In this era of style over substance, there is something heroic about an athlete who chases greatness without all the attendant fuss.

Yani Tseng doesn't tweet. She does not have a reality show or her own line of clothing or perfume. She doesn't threaten bodily harm on tournament officials or show up in the police blotter.

All she does is win with grace and dignity. With 11 victories this year, including two major championships, Tseng has become not only golf's most unstoppable force but also the world's most dominant female athlete. Along the way this 22-year old from Taiwan has grown into an ambassador of all that is right with sports, and an easy choice for Sportswoman of the Year.
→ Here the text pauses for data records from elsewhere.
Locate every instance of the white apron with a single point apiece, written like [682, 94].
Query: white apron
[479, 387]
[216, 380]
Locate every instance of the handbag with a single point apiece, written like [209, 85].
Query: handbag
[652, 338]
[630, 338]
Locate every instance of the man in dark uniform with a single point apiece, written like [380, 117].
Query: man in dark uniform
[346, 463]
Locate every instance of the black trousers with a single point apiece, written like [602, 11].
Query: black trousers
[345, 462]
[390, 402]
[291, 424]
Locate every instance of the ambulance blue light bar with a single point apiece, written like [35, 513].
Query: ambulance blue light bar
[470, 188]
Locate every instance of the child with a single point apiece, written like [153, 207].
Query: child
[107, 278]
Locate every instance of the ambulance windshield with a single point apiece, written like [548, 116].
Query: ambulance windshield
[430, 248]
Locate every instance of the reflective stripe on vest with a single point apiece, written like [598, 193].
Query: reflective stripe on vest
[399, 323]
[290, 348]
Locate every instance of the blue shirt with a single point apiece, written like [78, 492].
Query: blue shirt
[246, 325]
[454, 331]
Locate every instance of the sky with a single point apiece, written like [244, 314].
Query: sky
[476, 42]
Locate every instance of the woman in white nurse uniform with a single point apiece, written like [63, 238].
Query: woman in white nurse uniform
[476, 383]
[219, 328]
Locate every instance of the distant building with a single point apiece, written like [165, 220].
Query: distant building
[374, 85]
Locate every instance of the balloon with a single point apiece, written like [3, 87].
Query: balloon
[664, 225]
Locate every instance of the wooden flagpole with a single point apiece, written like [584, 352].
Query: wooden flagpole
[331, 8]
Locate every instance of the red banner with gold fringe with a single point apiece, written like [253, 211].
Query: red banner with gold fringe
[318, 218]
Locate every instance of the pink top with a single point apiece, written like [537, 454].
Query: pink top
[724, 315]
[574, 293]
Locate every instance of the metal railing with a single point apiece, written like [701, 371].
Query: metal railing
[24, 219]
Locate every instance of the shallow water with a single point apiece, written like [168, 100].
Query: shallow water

It barely registered with American fans, but in October Tseng starred at one of the most riveting golf tournaments of the year, when she returned to her homeland for the inaugural LPGA Taiwan Championship. To promote the event she spent the week back-slapping dignitaries, giving clinics to schoolchildren and offering endless sound bytes to a ravenous media. The result was that some of the biggest crowds in the history of women's golf packed the course for a peek at their national heroine. Rarely has a golfer been under such pressure to perform, yet Tseng, as always, summoned her best, blowing away the field in what she called the greatest victory of her already gilded career. But no shot was as memorable as the teary hug she shared behind the 18th green with her grandma, who was seeing Tseng play in person for the first time since she turned pro. Tseng made the day even more memorable by donating $100,000 of her $300,000 winner's check to further junior golf in her homeland.

Even as Tseng has dusted the competition in unprecedented fashion -- no other player, male or female, has ever won five major championships by the age of 22 -- she remains wildly popular with her colleagues, who enjoy her easy smile and humility and a work hard/play hard ethos that has put Tseng at the center of much late-night merriment. She spent last offseason taking English classes, so as to be able to better interact with fans,reporters and sponsors, who have mistakenly taken her for the shy, retiring type.

Tseng doesn't look like Natalie Gulbis or any of the other female athletes we elevate to stardom for reasons that have little or nothing to do with their performance. But her body of work is so impressive it demands to be recognized. The scary thing is that Tseng is only getting greedier. Even after her closing 66 in Taiwan she was not entirely satisfied.

"You can always get better and always improve," she said. "If you shoot 6-under you can always shoot 7-under. Or 8-under."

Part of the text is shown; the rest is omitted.